Could it happen again? Absolutely. For one thing, Ireland are in nothing like the form at this point in proceedings that they were 12 years ago. Heading into the fourth match of the 2007 Six Nations, O'Sullivan's team had just demolished England in Croke Park and but for a careless ending to the first game against France, they'd have been rolling towards a Grand Slam.

As it was, they were marginally the second best team in Europe and went on to pick up their third Triple Crown in four years. You had to go back over a year for their last poor performance. For the current team, you only have to go back eight days. So yeah, it’s entirely feasible that whatever is ailing them now won’t get mended in time for Japan.
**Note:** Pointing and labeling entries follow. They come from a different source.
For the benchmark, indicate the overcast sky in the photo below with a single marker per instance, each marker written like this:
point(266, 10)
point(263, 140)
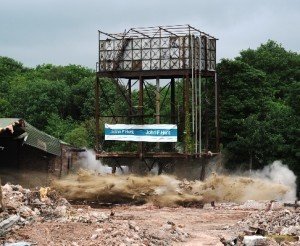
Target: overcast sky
point(65, 31)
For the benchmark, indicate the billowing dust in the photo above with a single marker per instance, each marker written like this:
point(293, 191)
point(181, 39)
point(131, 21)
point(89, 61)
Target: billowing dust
point(166, 190)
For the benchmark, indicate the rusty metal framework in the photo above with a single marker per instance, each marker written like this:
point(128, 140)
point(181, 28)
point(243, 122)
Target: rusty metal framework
point(170, 59)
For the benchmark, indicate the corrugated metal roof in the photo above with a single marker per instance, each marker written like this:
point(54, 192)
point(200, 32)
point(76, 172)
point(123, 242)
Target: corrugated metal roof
point(36, 138)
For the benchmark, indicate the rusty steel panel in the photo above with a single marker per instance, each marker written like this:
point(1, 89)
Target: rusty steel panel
point(157, 48)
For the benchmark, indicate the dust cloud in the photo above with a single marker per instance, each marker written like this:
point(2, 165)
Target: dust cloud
point(88, 161)
point(167, 190)
point(281, 174)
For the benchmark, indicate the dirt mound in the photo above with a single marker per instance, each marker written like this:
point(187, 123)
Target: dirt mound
point(166, 190)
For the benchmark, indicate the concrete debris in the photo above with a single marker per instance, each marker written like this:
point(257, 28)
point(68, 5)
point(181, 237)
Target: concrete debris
point(35, 208)
point(8, 223)
point(18, 244)
point(267, 227)
point(254, 240)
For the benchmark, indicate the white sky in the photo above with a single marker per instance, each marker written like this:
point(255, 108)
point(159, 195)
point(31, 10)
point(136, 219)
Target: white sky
point(64, 32)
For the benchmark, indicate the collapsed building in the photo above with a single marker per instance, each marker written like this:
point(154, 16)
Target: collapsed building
point(31, 157)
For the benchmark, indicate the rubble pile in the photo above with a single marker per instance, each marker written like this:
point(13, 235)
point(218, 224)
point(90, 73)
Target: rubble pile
point(282, 222)
point(44, 209)
point(267, 227)
point(23, 206)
The most pointless cliché in sport is the one that says you don’t become a bad team overnight. It overlooks the fact that you don’t need to become a bad team for it all to collapse in a heap. All you need is to become an uncertain team, a worried team, a team that can’t do right for doing wrong. The 2007 team had O’Driscoll, O’Gara and O’Connell, Horgan, Hickie and D’Arcy. If a side made up of that calibre of players and leaders can find itself spinning tyres in the mud, any team can.

Deeper squad

There are some differences worth pointing out, though. Most obviously, Joe Schmidt has cultivated a far deeper squad than O'Sullivan did. Back then, famously, there was a defined first team and then an ocean of water dividing them from the finger-crossers. An abiding memory of that tournament was waiting in the mixed zone after the France match for players to come through only to see Alan Quinlan in his tracksuit, dutifully wheeling a couple of ice boxes to the team bus just for something to be doing.

Too many of that squad were detached to the point of alienation from the business end of things. Across the four games in France, Ireland started 19 different players. Already, after three games of the 2019 Six Nations, that number stands at 24. The game has changed, of course, and injuries have had their say. But clearly, Schmidt is intent on having access to – and making use of – a far broader selection of players in Japan.
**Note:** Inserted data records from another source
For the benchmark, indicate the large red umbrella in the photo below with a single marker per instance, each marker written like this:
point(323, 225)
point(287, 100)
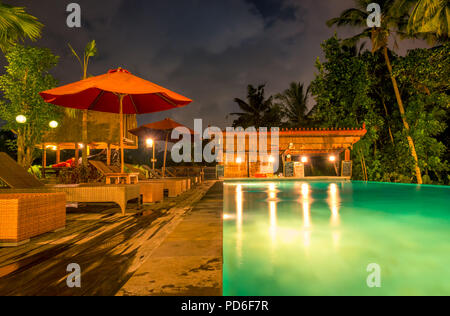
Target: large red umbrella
point(161, 130)
point(117, 91)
More to the point, it was clear by the end of that World Cup that we had been fooling ourselves when it came to the level of quality in the Ireland squad. For the final game against Argentina, the bench line-up was Rory Best, Bryan Young, Malcolm O’Kelly, Neil Best, Isaac Boss, Paddy Wallace and Gavin Duffy.

First 15 for first 15, there might not be a massive difference between this squad and the 2007 one. But once you broaden it out, this is objectively a better collection of players, many of them with Grand Slams, Heineken Cups and Lions appearances under their belts. It’s no libel on O’Sullivan to say they have a better coach this time around too.

Schmidt has dismissed all the 2007 talk as being irrelevant but generally it’s no bad thing to have a warning from history. Especially if it can be zapped at the earliest opportunity. Beating France with a convincing display this weekend would silence some dark voices.

Best of all, the search for a World Cup deodorant could begin in peace.